Авксентьев закончил разговор свой так:
— Не сладилось у нас ноне гулянье, Климушко. По чарке винца дома разопьем, да попрошу тебя побеспокоиться: вижу, что в местах сих ты свой человек, может, узнаешь что, спросишь кого, каки таки слухи-разговоры о походе нашем идут, кто в дельце сем интерес наибольший имеет… Глядишь, и выудим весточку малу, но дорогонькую для нас, а там, дай господи, и лица неки, что в затайке ноне, приоткроются…
— Не лежит у меня сердце к делам таковым: сыск-розыск — сие отвратно мне, но раз по службе потребно выходит, сделаю как надобно, постараюсь…
Он, и верно, постарался… И хотя прямых виновников «сей истории хитрой», как говорил Авксентьев, обнаружить не удалось, все же выяснилось, что приезжие из Москвы, с грамотами большими и с деньгам тож немалыми, нанимали разный черный подлый люд, чтоб они всячески злословили, хаяли да любу напраслину несли на сына дворянска Гордея Авксентьева, будто бы удумавшего неких монахов-паломников со свету свести…
«Ай Манефа-Марфа, ай княгинюшка-игуменьюшка!.. — не только злясь отчаянно, но и восхищаясь по-своему, воскликнул про себя Авксентьев. — Ее разум, ее рука здесь и ничто другое!.. Недаром же московски-то бояришки тако боятся ее. Не сумлеваясь молвить можно, што у ей в Москве до сих пор верны люди в верхах высоких сидят… Таскаться нам тут боле нечего, а то, глядишь, по наущению Марфы той приспешники ее еще како непотребство сотворят… Уходить надобно, уходить, а там уже как Бог даст!..»
А тут еще «судьбинушка», как сказал Авксентьев, сжалилась над ними, подослала-таки долгожданного вестника.
В один из вечеров, когда Авксентьев с Климом Егоровым коротали время у камелька, попивая только что привезенное местными купцами заморское вино, в дверях, постучав осторожно, появился рыжий до яркой красноты молодой монах в заношенном до крайности подряснике и стоптанных рыбацких сапогах. Поводя пронзительно разбойными глазами, повел речь так, как будто он не раз бывал в этом доме и хорошо знает сидящих у камелька людей.

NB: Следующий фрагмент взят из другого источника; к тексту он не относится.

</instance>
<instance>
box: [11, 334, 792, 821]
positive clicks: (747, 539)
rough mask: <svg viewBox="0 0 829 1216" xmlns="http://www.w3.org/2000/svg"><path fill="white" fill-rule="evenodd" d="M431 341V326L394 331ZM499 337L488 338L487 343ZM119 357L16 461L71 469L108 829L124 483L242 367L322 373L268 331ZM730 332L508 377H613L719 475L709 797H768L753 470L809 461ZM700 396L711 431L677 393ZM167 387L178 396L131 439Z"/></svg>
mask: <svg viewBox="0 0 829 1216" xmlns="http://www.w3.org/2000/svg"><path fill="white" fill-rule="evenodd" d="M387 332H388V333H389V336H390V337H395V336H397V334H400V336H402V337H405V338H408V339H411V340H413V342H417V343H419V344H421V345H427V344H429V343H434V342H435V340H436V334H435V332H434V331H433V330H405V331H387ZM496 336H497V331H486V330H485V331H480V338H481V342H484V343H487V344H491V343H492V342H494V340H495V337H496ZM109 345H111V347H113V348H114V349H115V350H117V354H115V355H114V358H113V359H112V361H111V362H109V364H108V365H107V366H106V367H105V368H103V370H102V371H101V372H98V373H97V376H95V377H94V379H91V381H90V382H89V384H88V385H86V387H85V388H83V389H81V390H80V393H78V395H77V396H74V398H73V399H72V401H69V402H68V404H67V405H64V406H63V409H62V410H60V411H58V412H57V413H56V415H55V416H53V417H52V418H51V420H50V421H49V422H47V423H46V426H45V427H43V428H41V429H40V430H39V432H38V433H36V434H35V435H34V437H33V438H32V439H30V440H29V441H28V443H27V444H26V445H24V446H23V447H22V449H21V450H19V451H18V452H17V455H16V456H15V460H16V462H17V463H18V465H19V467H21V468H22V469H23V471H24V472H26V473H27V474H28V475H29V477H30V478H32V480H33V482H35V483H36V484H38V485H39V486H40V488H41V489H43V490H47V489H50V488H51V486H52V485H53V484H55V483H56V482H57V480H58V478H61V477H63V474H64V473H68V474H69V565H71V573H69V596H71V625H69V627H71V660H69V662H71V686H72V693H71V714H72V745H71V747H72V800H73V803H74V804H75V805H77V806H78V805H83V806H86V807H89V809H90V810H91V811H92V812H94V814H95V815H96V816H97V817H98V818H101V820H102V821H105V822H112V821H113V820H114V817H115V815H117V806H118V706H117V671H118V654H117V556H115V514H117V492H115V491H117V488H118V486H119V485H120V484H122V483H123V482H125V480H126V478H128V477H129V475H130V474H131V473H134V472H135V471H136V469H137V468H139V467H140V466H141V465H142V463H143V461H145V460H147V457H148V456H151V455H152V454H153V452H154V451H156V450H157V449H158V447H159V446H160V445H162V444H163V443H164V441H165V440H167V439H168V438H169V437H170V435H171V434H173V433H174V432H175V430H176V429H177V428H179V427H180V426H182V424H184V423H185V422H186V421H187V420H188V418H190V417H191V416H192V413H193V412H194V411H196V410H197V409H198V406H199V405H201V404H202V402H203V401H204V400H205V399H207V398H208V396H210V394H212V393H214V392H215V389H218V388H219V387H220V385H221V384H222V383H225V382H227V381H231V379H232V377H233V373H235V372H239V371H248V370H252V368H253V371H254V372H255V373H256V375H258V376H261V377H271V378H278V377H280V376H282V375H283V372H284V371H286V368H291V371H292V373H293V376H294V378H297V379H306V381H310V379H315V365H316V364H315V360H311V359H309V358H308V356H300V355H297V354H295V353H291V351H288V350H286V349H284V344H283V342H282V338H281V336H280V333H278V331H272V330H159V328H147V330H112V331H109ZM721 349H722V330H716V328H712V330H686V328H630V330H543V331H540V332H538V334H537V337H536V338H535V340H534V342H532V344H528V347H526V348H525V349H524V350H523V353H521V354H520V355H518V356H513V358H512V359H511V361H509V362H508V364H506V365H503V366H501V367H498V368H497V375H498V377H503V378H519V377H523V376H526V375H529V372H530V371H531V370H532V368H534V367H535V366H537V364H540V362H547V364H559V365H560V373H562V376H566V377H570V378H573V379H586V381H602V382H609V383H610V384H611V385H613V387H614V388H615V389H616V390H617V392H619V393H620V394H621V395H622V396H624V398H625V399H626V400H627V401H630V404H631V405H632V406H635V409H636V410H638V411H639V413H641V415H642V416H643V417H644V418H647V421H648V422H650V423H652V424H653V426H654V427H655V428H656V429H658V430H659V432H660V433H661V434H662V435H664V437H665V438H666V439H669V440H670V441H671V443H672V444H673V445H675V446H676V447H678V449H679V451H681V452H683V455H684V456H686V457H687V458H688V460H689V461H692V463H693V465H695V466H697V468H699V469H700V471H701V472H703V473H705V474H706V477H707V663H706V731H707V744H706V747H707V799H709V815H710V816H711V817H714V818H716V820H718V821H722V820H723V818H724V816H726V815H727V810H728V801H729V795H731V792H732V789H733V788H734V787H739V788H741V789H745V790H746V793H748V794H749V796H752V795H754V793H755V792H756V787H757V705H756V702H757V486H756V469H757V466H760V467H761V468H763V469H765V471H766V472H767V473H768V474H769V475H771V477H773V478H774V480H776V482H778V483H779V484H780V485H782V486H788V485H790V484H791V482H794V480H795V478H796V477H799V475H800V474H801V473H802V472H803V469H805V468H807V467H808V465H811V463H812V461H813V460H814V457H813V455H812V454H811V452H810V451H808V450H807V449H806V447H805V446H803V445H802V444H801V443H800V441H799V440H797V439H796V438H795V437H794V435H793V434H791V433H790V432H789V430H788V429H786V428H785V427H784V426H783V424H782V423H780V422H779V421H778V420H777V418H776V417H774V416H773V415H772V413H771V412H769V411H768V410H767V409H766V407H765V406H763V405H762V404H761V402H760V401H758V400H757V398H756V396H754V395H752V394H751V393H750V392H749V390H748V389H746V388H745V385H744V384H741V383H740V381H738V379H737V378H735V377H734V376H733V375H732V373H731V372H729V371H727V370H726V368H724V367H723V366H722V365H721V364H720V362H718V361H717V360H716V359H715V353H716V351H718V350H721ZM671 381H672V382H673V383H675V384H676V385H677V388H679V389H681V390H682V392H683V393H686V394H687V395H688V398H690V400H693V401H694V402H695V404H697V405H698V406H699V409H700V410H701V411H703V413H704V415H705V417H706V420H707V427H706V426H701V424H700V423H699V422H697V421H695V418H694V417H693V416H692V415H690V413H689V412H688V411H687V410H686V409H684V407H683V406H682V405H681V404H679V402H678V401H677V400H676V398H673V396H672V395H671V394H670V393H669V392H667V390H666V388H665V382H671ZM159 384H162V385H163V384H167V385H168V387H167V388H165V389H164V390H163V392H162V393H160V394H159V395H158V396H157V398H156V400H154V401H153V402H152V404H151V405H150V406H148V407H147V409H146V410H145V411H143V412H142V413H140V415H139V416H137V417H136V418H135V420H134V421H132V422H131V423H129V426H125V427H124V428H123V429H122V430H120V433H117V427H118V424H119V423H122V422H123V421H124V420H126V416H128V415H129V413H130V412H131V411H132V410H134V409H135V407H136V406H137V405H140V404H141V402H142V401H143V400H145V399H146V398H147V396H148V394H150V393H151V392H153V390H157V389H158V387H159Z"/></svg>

— Велено поведать вам вот что, други мои, приятели сердешны. Что по слову известной вам особы творил, то мой грех — отмолю! А дело, вас касаемое, ноне вот тако выглядит: злокозненная женка — Марфа, коей не монашенску рясу, а вериги носить, расстаралась тут в устьях поперед вас. Коч ей сгоношили лучшим манером по первому разряду, не кораблик — загляденье. Заплатила цену за то не торгуясь и, как говорили здешни люди, боле того! Понятно, что такожды и снарядили и оснастили кораблик тот в дальнюю дорогу… Знаю, спросите вы: куды? Сие дословно поведать не могу, слышал стороной, что известной в архангельских и здешних печерских краях кормщик Гриня Кулемгин зрил тот коч будто бы у Шараповых кошек губы Байдарацкой. Выходит, путь Марфа со товарищи держит к Мангазейскому морю, а может, и в Мангазею саму.